A blend of the unique
and the familiar, Caramel, Lebanon's official Academy Award submission
for Best Foreign Film 2007, is a bittersweet comedy set in Beirut, Lebanon,
a city on the road to recovery from a civil war. The familiar part is that
like Barbershop the film takes place in a beauty salon called Si Belle
where a group of women work and congregate as they deal with problems of
thwarted romance, marriage, aging, and sexuality. The unique part is that
these personal stories occur in a city where religious and political conflict
is never too far from the surface, though there is no mention of Israelis
or Palestinians. The title by the way has nothing to do with very sweet
chewy candy but refers to a sticky concoction used by the hairdressers
to rip out unwanted facial hair. Ouch!
The cast consists of excellent
non-professional actors including the director and co-writer Nadine Labaki
who plays Layale, a single, 30-year old salon owner who happens to be Christian.

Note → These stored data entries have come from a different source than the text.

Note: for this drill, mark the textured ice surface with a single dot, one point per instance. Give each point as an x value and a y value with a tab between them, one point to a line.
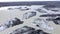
29	15
27	30
42	24
12	22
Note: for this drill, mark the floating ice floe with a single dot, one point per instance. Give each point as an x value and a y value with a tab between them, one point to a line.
27	30
29	15
42	24
10	23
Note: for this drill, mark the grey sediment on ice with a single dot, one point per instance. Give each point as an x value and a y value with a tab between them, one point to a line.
12	22
49	15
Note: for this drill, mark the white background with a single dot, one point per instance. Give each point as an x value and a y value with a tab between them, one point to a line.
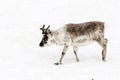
21	58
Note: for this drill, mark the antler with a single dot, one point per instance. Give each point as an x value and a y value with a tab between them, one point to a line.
42	27
45	31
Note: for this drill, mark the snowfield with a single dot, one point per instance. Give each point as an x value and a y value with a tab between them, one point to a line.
21	58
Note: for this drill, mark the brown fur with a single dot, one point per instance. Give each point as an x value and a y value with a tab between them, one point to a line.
84	28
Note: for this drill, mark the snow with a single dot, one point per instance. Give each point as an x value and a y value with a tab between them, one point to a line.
21	58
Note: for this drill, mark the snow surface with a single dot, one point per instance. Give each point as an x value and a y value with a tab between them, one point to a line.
21	58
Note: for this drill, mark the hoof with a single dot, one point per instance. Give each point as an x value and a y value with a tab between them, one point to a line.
58	63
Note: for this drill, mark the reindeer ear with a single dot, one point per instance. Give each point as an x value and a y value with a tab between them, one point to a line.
48	27
42	27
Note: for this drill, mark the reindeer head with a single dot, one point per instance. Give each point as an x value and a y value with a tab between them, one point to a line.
46	36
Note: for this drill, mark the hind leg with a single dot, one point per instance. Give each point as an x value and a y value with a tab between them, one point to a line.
75	49
103	42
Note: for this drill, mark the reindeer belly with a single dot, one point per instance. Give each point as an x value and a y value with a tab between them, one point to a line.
84	40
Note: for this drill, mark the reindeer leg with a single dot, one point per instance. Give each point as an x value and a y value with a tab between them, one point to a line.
103	43
63	53
75	49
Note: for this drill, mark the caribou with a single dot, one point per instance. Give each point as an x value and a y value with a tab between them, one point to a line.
75	35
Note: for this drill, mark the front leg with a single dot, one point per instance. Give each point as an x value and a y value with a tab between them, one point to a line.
63	53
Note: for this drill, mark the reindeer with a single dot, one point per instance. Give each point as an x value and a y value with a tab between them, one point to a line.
75	35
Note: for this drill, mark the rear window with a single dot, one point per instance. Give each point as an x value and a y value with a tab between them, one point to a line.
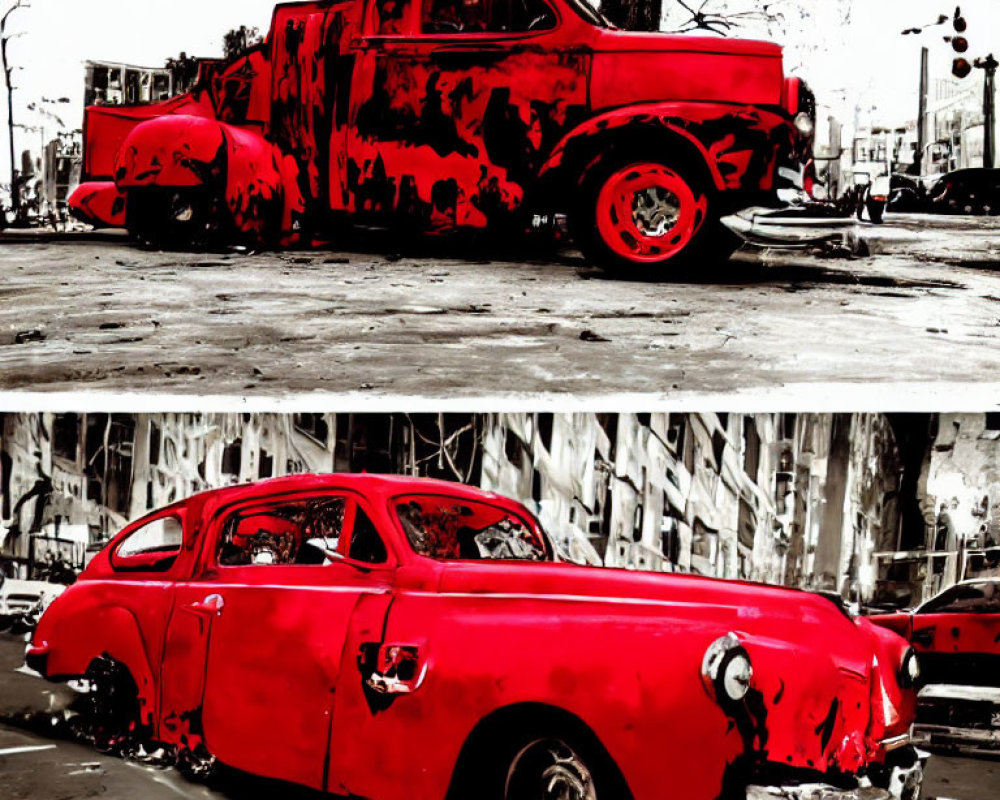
452	529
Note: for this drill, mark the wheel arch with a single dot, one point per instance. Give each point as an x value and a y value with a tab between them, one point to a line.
505	723
575	159
110	632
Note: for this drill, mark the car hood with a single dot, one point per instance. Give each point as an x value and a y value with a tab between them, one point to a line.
826	687
611	41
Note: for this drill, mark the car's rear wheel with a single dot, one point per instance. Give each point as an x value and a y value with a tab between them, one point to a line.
174	218
111	711
648	219
550	769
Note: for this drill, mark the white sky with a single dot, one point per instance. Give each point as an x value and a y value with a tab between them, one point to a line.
867	63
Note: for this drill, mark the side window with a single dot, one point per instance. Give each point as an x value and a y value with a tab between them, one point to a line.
304	532
391	16
366	544
486	16
152	548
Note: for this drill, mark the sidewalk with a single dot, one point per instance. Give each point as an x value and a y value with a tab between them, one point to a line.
43	235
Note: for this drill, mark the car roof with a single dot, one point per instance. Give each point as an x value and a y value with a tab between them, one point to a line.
387	486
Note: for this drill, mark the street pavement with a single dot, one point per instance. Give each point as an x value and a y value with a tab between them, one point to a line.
34	766
910	321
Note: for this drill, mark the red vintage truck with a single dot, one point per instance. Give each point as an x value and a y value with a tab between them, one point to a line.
441	115
404	639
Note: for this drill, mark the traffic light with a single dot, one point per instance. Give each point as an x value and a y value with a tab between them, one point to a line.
960	67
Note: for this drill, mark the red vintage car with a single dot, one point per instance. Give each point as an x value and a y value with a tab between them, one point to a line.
397	639
442	115
957	634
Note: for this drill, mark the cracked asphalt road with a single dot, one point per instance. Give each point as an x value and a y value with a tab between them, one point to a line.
92	312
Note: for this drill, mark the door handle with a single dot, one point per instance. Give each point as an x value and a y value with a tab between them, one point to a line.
211	606
400	670
923	637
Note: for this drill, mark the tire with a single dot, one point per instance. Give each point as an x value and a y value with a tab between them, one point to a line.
111	711
548	763
174	218
642	218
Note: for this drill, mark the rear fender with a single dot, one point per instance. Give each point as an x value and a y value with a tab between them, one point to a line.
72	639
738	146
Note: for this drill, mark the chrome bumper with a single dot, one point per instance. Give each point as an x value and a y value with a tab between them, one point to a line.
903	783
770	227
815	791
981	735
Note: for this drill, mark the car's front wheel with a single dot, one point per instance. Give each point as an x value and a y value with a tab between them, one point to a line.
647	219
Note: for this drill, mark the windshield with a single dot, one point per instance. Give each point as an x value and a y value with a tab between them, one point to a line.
589	13
451	529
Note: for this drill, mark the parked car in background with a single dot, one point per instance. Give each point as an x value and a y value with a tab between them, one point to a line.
440	116
398	639
966	191
957	637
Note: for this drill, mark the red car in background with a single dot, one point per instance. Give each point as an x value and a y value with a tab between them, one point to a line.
957	635
399	639
438	115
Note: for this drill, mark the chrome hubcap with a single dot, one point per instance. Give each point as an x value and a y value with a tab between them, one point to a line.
555	772
655	211
182	210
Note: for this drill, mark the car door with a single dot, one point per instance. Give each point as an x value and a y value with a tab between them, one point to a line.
269	617
455	105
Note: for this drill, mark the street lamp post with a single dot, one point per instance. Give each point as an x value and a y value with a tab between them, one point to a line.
8	72
989	67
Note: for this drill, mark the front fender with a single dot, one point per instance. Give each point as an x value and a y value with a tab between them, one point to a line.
98	203
738	145
174	150
257	181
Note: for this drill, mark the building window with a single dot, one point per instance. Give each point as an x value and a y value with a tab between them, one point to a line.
154	444
312	425
545	422
66	436
783	489
265	469
751	452
232	457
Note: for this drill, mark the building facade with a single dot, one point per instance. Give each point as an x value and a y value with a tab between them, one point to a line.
796	499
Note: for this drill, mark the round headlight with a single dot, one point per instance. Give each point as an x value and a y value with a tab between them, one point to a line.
909	672
726	670
804	124
736	679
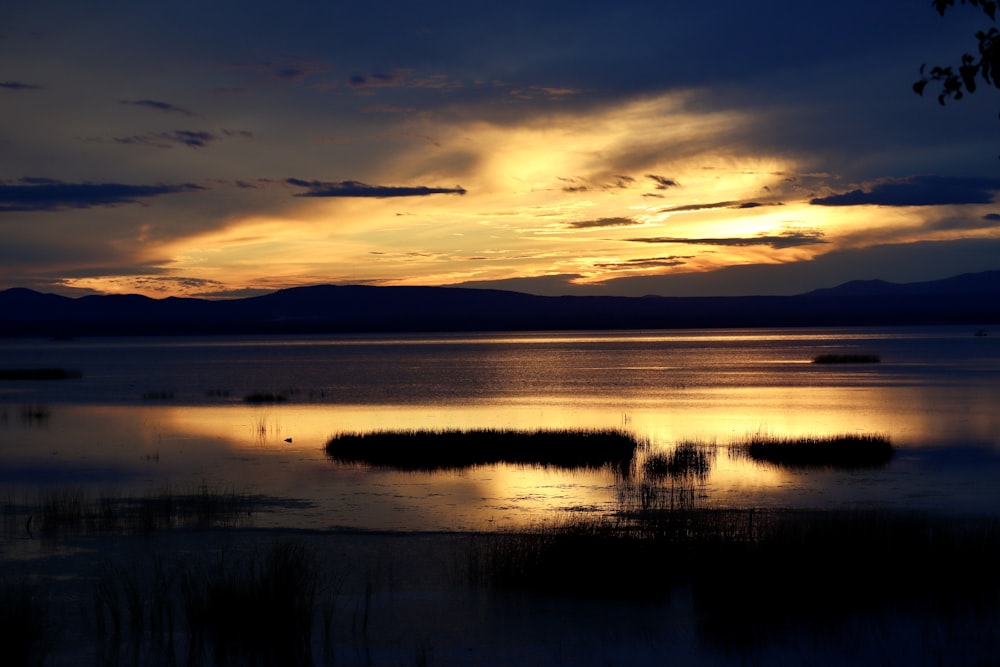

Layale is involved in an affair with a happily married man and ignores
the romantic overtures of a handsome traffic cop who openly flirts with
her while giving her parking tickets. Her best friend is co-worker Nisrine
(Yasmine Al Masri), a Muslim who, in a state of panic that her future husband
will discover that she is not a virgin, goes to a plastic surgeon to attempt
to fix the problem.
Other offbeat characters
are Aunt Rose, a sweet old seamstress who lives with her slightly demented
sister (Aziza Semaan) and Jamale (Gisele Aouad), an aging actress who goes
through mechanical auditions for commercials but senses that her best days
are behind her. Though the salon environment is quite nurturing and the
women are open about expressing their feelings and desires, it is quite
evident that they operate under a society governed by traditional Islamic
law. Layale learns that you cannot book a hotel room unless you can prove
that you are either married or a prostitute, and a couple is harassed by
a policeman merely for sitting in their car and talking.
Rima (Joanna Moukarzel)
is attracted to a beautiful long-haired woman who comes to the shop for
shampoos but she is reluctant to openly express her feelings. While Caramel
might have veered into soap opera under less capable hands, the director
carefully avoids the Hollywood treatment. She has created strong-minded
women who have built the kind of community in which they can turn to each
other for mutual support. Dedicating her humorous, quietly engaging film
“to my Beirut”, Ms. Labaki has woven a tapestry of the fading beauty of
the ancient city, old traditions being confronted by the new, and the discovery
of the bonds between people that make relationships worth celebrating.